Thorin grimaça à ces mots et Bilbon s'empressa de rectifier :
-Pas en mal. Je veux juste dire que vous êtes comme les dragons. Vous amassez l'or et les trésors que vous aimez par-dessus tout.
-C'est plutôt vrai mais il y a des différences fondamentales, répliqua Thorin. Nous n'envahissons pas d'autres royaumes pour l'appât du gain. Et nous ne brûlons pas des gens pour le plaisir.
-Smaug n'a jamais brûlé qui que ce soit pour le plaisir, affirma férocement Bilbon en frappant du pied avant de sourire. Parfois, je faisais rôtir des cerfs. Et pourtant, je ne pense pas être un dragon.
-C'est évident, marmonna Thorin.
-Alors vous ne pensez pas ça de moi..., comprit Bilbon.
-Ça quoi ?
-Vous ne pensez pas que je sois bizarre maintenant, n'est-ce pas ?
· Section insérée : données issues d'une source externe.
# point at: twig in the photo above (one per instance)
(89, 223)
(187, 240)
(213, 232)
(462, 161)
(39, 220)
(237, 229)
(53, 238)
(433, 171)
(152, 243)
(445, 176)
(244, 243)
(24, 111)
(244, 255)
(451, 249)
Ça avait l'air stupide mais Bilbon souhaitait désespérément qu'on ne le trouve pas étrange, surtout Thorin. Celui-ci fit quelque chose qu'il faisait très rarement : il sourit. Et pas un petit sourire. Un large et beau sourire qui plissait le coin de ses yeux.
-Nous sommes tous un peu bizarres, ici, avoua-t-il. Maintenant, allez-y. Arrêtez de vous cacher. Les autres meurent d'envie que vous leur montriez vos petits tours.
Bilbon sourit et se leva, suivi de Thorin, pour se rendre dans les grandes salles.